# Das Ei



## Boromir (5. April 2012)

Hallo User,

falls noch jemand ein Ei zu Ostern braucht, der kann sich hier (25MB) bedienen.
Ich habe es zum Teil nach diesem Tutorial gemacht.

Gruß

Boromir

Vorschau:


----------



## LRK (8. April 2012)

Bei mir erscheint beim Aufrufen des *verschleierten* Links zum angeblichen Tutorial eine Warnmeldung, dass diese Website bereits als schädlich gemeldet wurde.

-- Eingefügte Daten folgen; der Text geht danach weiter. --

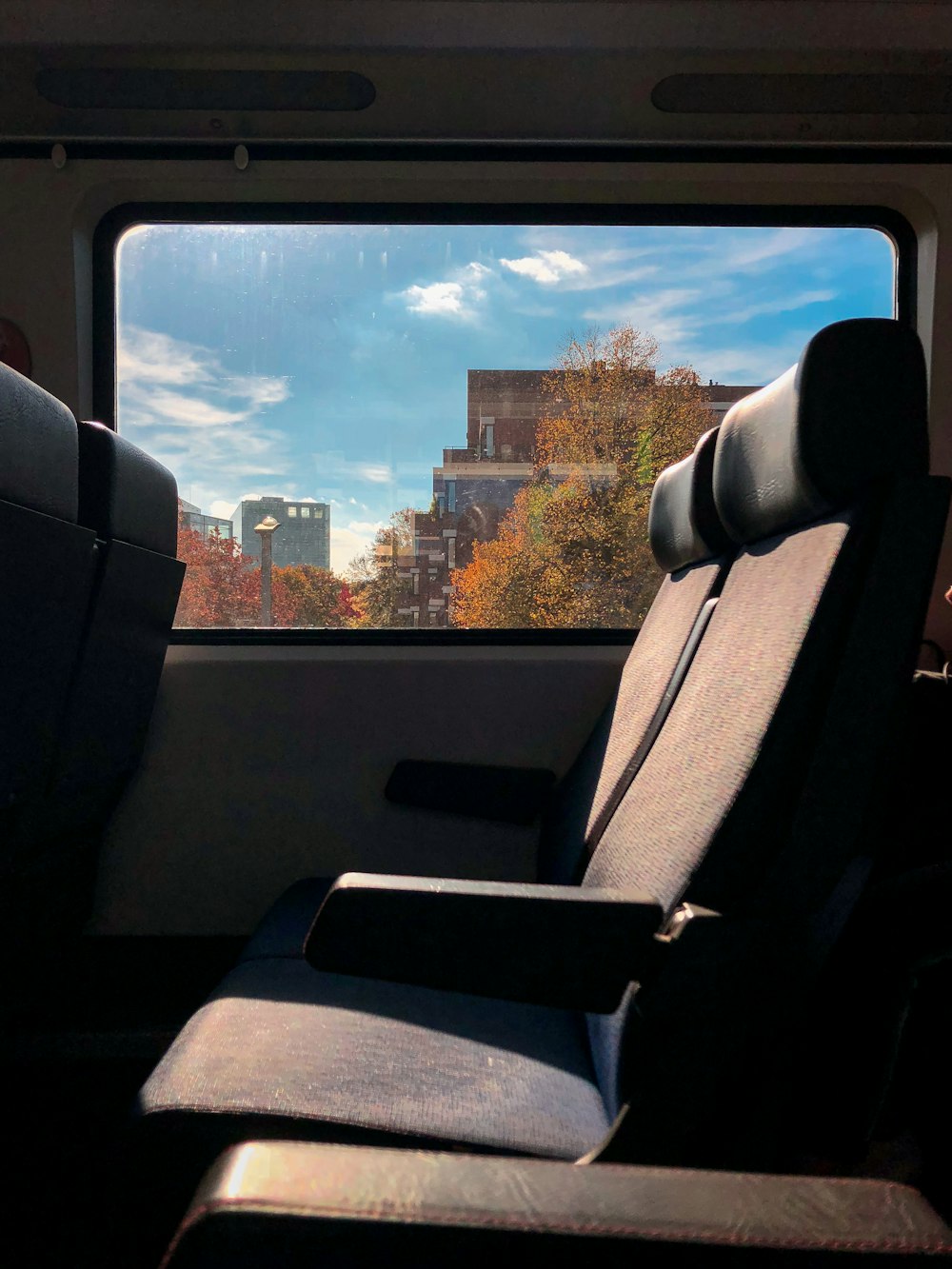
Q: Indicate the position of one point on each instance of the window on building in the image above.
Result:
(360, 374)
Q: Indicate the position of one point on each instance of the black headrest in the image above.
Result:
(852, 411)
(125, 494)
(684, 525)
(37, 448)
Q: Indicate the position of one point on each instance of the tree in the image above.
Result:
(318, 595)
(573, 549)
(372, 575)
(223, 586)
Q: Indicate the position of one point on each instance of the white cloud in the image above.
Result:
(205, 424)
(349, 541)
(377, 473)
(459, 297)
(441, 298)
(547, 267)
(783, 305)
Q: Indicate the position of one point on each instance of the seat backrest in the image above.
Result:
(129, 503)
(692, 547)
(49, 570)
(752, 799)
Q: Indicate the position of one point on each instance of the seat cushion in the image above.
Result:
(284, 1051)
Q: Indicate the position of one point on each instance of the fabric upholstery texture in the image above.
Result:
(280, 1040)
(38, 448)
(124, 492)
(583, 795)
(851, 412)
(712, 808)
(684, 525)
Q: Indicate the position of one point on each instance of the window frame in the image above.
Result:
(125, 216)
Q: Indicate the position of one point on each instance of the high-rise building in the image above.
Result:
(475, 486)
(304, 536)
(193, 518)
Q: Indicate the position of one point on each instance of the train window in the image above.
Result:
(463, 420)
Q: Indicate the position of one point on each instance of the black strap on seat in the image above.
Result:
(664, 707)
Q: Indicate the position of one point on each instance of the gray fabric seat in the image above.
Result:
(49, 585)
(692, 547)
(284, 1041)
(128, 504)
(753, 800)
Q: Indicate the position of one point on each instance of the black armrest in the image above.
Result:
(563, 945)
(303, 1204)
(513, 795)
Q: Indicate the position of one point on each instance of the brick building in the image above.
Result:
(475, 486)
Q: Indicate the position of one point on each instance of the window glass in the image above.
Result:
(430, 396)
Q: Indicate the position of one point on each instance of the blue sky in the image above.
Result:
(330, 362)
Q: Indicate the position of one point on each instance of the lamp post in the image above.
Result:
(266, 530)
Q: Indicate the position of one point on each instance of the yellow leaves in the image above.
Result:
(573, 551)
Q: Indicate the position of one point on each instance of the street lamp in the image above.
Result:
(265, 530)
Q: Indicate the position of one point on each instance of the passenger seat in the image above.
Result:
(692, 547)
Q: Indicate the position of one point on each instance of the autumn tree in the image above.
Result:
(223, 586)
(318, 595)
(372, 575)
(573, 549)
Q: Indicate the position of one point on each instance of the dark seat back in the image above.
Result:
(129, 503)
(49, 571)
(692, 547)
(754, 797)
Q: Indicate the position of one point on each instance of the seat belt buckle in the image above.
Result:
(681, 918)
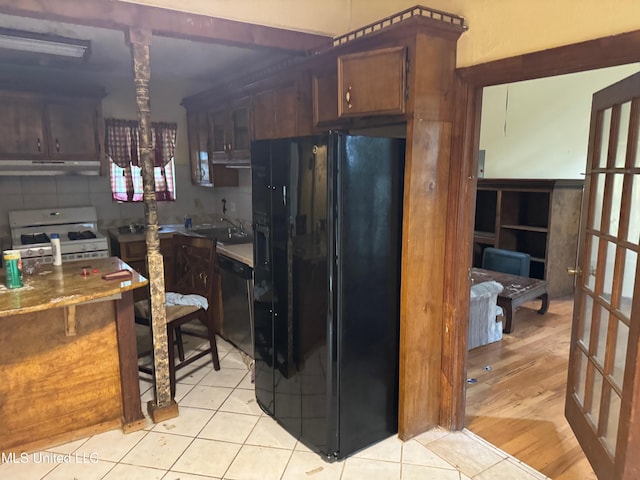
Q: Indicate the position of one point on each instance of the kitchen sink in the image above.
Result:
(224, 235)
(236, 238)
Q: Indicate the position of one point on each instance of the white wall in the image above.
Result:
(540, 128)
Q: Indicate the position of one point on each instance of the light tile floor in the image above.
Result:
(221, 433)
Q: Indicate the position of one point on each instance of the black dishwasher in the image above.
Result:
(236, 283)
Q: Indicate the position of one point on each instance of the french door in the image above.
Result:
(603, 387)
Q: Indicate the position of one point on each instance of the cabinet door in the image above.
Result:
(264, 115)
(73, 129)
(286, 102)
(325, 98)
(275, 113)
(239, 144)
(199, 148)
(218, 135)
(372, 83)
(21, 127)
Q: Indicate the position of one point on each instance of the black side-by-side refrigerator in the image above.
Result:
(327, 215)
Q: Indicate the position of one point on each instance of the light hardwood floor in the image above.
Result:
(517, 403)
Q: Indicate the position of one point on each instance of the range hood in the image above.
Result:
(49, 167)
(233, 162)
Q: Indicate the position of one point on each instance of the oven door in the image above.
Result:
(236, 283)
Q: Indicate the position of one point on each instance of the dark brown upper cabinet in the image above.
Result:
(36, 127)
(372, 83)
(205, 171)
(325, 98)
(275, 112)
(230, 132)
(73, 128)
(199, 148)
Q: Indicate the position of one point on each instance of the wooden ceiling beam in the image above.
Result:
(119, 15)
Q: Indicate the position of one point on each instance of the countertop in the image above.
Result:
(242, 252)
(52, 287)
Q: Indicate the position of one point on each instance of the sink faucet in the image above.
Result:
(237, 226)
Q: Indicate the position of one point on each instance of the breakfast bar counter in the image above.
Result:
(68, 360)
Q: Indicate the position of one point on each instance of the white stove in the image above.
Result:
(77, 227)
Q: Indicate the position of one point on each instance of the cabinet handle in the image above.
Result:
(347, 97)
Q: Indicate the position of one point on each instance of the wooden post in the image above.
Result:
(164, 406)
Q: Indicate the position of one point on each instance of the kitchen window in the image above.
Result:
(122, 145)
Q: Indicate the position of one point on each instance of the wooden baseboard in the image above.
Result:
(46, 443)
(160, 414)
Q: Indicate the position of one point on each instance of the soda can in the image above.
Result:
(13, 268)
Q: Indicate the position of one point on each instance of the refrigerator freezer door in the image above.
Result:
(367, 236)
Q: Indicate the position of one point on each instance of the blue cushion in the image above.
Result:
(506, 261)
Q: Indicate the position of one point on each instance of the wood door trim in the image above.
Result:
(588, 55)
(592, 54)
(161, 21)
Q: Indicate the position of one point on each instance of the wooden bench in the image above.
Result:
(517, 290)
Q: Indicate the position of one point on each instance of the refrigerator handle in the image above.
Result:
(263, 251)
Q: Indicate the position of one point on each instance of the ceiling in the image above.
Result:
(200, 64)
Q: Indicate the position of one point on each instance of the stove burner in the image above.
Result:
(81, 235)
(33, 238)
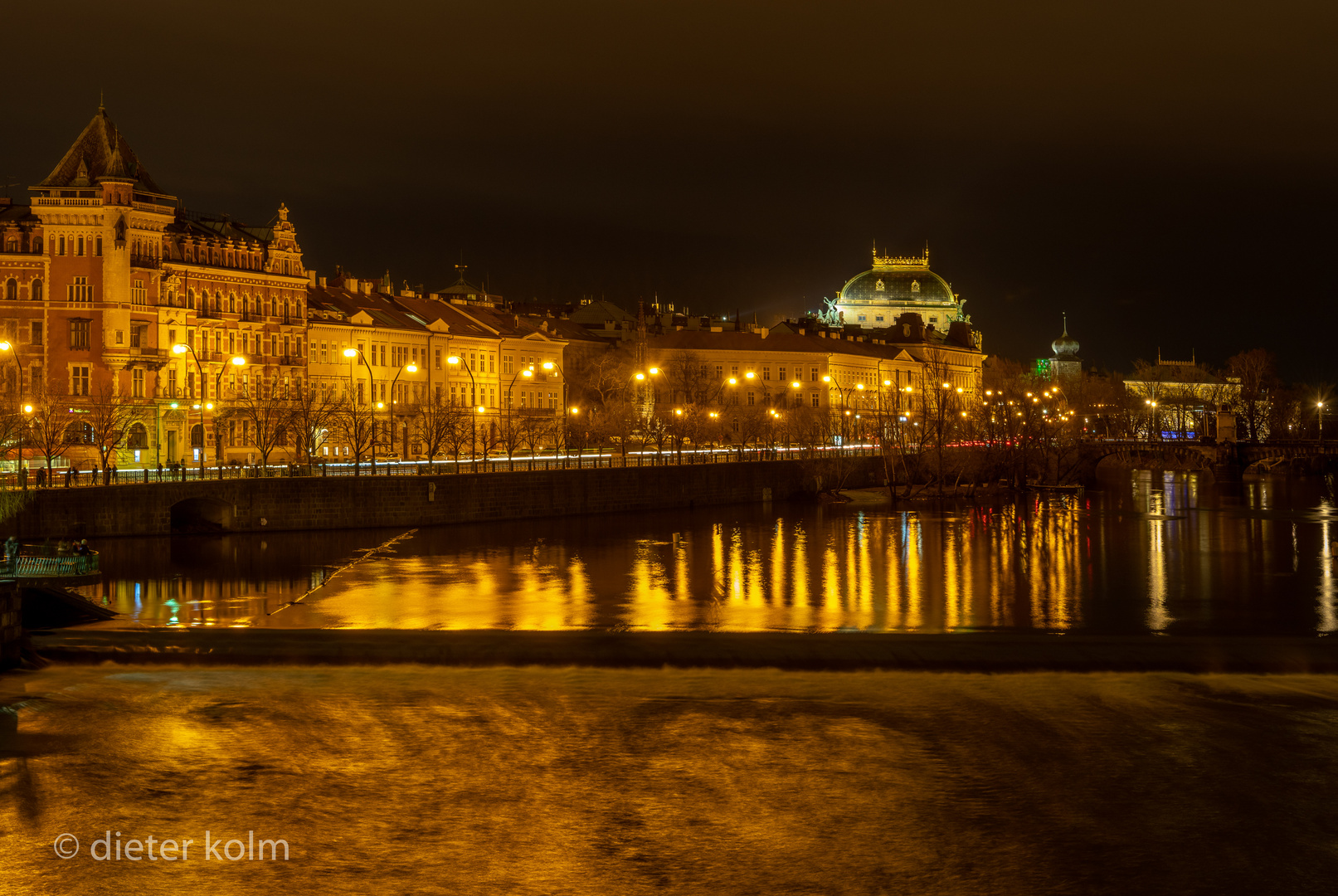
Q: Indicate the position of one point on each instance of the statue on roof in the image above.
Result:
(830, 314)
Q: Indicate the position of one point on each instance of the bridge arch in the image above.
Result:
(201, 515)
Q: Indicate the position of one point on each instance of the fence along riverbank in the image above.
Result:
(304, 503)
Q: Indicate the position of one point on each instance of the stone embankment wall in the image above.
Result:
(358, 502)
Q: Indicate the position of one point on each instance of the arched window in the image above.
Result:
(79, 434)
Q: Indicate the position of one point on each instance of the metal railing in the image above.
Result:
(35, 562)
(70, 478)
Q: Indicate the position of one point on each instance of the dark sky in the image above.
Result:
(1165, 172)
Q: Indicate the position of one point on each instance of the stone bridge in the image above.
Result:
(1224, 461)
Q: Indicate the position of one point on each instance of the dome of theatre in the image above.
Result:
(898, 281)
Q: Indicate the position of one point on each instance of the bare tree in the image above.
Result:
(314, 412)
(1257, 372)
(270, 412)
(110, 416)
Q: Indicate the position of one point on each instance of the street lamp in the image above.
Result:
(237, 360)
(7, 347)
(182, 348)
(474, 391)
(371, 384)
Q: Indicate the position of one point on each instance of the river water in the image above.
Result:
(1148, 551)
(526, 782)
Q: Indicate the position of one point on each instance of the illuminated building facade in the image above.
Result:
(104, 273)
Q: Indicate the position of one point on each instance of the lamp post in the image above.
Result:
(27, 408)
(407, 368)
(371, 384)
(182, 348)
(237, 360)
(474, 393)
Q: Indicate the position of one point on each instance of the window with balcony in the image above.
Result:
(79, 334)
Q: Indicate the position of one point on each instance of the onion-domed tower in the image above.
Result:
(1065, 364)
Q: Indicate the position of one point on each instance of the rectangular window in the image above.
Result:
(79, 292)
(79, 334)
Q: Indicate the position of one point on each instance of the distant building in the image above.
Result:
(894, 286)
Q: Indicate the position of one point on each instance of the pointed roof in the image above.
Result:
(100, 151)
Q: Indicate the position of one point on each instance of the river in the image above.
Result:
(1147, 551)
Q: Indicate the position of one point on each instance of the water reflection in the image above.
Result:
(1151, 553)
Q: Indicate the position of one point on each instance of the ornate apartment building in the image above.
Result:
(104, 273)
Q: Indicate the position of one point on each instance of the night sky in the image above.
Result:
(1163, 172)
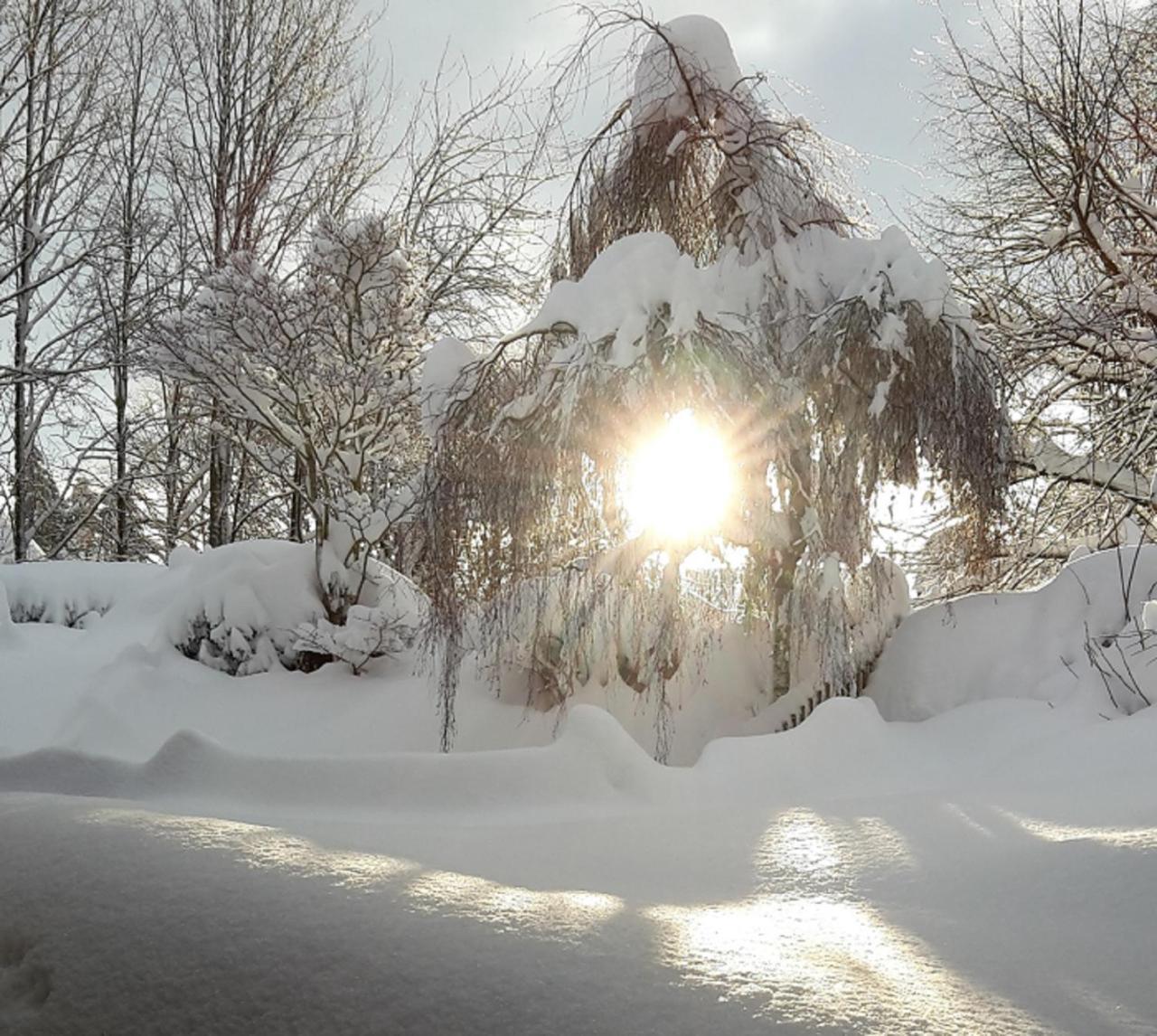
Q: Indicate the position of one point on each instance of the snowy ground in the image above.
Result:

Von der angebotenen Datei würde ich die Finger lassen bis das geklärt ist.
Ich kann diesen Post generell nicht ganz für voll nehmen, da in diesem Forum die Leute soche Grafiken selber hinkriegen, und das ohne 25 mb zu verballern.

Bitte um Aufklärung.


----------



## Boromir (8. April 2012)

Hallo LRK,

welchen Browser benutzt du denn? Kommt der evtl. nicht mit gekürzten Url's klar? Ich habe den Link mit Safari und Firefox (beide neuste Version) ohne Probleme getestet. Um auf die Dateigröße zu kommen, ich hab's noch mal reduziert auf 1276x2011 bei 300dpi, alle Ebenen ausgeblendet. So komme ich auf 20,1 MB. Wenn du einen Weg kennst die Dateigröße weiter zu verringern (ohne zu verkleinern und ohne die dpi zu verändern) wäre ich dir für einen Tipp dankbar.

Gruß und Frohe Ostern

Boromir


----------



## LRK (8. April 2012)

Tach.

Mein Opera kommt soweit mit allen URLs klar. Es ist lediglich so, dass dem Unternehmen Opera Software Meldungen vorliegen, diese Seite sei nicht sicher und somit wird vor dem Aufrufen der Seite eine Warnmeldung angezeigt, die vom Weitergehen abrät. Diesen Rat befolge ich vorerst mal.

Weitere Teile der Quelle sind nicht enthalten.